Instituut Houtappel is een kunstenaarscollectief, bestaande uit het Nederlandse kunstenaarsduo Geert Voskamp (17 december 1934, Hengelo) en Lambertus Hendrikus Lambregts (28 augustus 1951, Winschoten), die tevens lid waren van het Nederlandse uitgeverscollectief De Enschedese School. In 1974 werd Instituut Houtappel ook formeel opgericht als instituut. Vanuit Instituut Houtappel, respectievelijk gevestigd in Enschede en Dieren, realiseerden Voskamp en Lambregts conceptueel werk, waaronder: publicaties, grafiekwerk, transdisciplinaire performances, theatervoorstellingen, films, prijsuitreikingen en grondaankopen.

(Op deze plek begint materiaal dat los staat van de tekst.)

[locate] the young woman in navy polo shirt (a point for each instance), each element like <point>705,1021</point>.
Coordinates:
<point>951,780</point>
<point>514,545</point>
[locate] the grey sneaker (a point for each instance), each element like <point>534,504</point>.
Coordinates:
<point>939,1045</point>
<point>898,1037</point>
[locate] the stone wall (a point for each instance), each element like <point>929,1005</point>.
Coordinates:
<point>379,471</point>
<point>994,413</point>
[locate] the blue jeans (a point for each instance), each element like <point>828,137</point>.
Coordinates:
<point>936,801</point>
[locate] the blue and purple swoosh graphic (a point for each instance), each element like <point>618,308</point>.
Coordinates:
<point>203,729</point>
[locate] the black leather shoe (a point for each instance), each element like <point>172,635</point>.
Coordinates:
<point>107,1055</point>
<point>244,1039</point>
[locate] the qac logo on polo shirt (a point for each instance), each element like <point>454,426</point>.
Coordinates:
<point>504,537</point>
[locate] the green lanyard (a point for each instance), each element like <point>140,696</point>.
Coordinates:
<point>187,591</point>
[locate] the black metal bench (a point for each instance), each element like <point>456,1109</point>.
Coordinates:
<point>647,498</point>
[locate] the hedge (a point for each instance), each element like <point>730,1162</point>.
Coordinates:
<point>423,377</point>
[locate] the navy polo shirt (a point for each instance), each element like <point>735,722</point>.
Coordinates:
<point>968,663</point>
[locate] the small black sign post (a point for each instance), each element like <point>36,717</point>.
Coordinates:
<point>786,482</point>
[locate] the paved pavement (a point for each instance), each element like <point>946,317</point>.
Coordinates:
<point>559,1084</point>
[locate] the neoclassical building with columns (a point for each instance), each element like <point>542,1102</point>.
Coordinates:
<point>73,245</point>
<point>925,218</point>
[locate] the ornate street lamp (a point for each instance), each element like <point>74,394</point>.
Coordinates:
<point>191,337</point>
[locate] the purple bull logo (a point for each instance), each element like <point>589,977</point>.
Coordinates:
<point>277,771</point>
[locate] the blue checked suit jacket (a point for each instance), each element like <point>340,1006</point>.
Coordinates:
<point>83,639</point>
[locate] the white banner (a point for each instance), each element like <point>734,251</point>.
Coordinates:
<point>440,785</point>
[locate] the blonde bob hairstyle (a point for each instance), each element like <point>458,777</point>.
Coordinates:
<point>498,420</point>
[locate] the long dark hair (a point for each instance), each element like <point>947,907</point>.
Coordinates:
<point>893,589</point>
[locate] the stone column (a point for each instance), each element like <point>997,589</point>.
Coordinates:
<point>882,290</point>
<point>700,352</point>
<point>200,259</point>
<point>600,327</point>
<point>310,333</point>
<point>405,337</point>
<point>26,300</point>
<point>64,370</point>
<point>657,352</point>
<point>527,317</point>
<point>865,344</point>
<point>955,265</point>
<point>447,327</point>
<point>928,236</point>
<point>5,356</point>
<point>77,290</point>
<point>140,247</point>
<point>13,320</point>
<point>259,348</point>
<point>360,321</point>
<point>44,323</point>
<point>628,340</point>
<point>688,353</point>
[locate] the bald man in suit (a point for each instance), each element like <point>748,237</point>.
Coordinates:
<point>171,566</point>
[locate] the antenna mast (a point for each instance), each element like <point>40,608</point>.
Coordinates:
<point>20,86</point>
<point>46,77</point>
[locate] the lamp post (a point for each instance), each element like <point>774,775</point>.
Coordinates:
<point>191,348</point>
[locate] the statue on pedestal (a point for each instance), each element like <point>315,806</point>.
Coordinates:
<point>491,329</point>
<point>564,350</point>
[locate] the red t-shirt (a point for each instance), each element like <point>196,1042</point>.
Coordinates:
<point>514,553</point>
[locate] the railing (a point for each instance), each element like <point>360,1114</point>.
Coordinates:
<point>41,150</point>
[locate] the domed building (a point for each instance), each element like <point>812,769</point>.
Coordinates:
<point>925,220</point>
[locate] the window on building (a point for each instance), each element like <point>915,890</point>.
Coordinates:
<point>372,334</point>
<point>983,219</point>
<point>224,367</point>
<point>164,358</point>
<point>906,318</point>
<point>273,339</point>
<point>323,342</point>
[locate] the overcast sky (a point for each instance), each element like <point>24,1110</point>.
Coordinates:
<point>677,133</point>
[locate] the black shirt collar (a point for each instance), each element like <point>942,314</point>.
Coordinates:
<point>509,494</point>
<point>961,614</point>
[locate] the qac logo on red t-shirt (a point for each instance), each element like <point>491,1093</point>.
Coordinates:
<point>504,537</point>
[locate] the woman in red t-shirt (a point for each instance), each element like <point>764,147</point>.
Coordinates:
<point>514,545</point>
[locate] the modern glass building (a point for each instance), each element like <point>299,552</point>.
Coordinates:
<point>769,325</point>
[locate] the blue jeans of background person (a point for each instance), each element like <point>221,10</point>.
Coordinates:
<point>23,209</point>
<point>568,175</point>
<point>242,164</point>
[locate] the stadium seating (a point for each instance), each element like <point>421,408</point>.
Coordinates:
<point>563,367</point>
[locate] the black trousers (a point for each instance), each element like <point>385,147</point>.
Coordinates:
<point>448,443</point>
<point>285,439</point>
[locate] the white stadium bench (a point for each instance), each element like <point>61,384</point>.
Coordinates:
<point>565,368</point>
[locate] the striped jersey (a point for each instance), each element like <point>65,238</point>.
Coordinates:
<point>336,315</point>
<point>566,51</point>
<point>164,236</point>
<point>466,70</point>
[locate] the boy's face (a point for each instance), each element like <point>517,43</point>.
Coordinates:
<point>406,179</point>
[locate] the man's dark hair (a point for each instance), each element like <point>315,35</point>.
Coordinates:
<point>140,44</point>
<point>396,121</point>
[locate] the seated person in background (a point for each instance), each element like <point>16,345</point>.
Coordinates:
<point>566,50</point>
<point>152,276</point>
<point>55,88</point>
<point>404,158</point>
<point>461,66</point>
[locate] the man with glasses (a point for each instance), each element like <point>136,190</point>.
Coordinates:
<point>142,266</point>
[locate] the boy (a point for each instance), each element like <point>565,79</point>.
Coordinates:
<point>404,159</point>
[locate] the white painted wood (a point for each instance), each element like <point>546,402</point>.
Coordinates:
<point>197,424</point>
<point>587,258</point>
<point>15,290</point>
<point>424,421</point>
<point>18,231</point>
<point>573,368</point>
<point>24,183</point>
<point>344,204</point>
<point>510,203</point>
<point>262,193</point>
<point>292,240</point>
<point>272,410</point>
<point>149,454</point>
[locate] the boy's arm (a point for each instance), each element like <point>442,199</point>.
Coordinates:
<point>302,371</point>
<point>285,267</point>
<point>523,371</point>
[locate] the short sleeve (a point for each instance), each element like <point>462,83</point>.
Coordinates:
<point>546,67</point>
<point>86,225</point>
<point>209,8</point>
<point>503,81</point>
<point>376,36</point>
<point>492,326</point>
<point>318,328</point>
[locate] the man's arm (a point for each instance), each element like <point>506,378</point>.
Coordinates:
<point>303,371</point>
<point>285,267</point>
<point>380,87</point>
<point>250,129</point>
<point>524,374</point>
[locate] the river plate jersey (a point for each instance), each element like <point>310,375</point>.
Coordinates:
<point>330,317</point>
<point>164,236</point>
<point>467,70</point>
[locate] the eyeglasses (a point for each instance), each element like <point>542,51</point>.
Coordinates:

Sinds 2017 werkt Instituut Houtappel samen met kunstenares en filosofe Tine Melzer.[1]
Logo van het instituut
In 1976 liet Instituut Houtappel een eerste logo ontwerpen door de Belgische kunstenaar Johan Van Geluwe (Waregem, 1929).
Vanaf 1980, na de verhuis van het instituut naar Dieren, gebruikten ze een nieuw, ruitvormig logo, ontworpen door Rose-Marie Gerritsen.
Projecten
Lambregts-Voskamp Bokaal (LVB)
Vanaf 1970 reikt Instituut Houtappel een verzilverde wisseltrofee uit, de Lambregts-Voskamp Bokaal (LVB). De motivatie voor toekenning is variabel, daar het instituut deze verantwoordelijkheid steeds overlaat aan de winnaar zelf.
Winnaars
1970: theatergezelschap ‘VICTIM’, bestaande uit tonelisten Petra Kersten, Marlise Pauw, Carel Janssen, Wim van Stek, Jasper Holthuis
1971: Léon van Tongeren en Cees Hoogstede: “vanwege hun speelse doch professionele aanpak bij hun bezigheid met heteluchtballonnen en opblaaselementen”
In 1974 trachtte Instituut Houtappel verschillende percelen grond van 10 m2 te verwerven in Nederland als middel tot maatschappijstudie. Het instituut verwierf slechts twee stukken grond, één perceel op de Koningin Julianastraat te Smilde en één aan de Latensteinse Rondweg in Tiel. Andere gemeenten boden aan een perceel te huren of wezen het voorstel af. De grondaankopen, waarvoor het instituut gebruikmaakte van een subsidie van het Ministerie van Cultuur, Recreatie en Maatschappelijk Werk (CRM), leidden tot ophef in de Kamer en de Nederlandse pers.[2]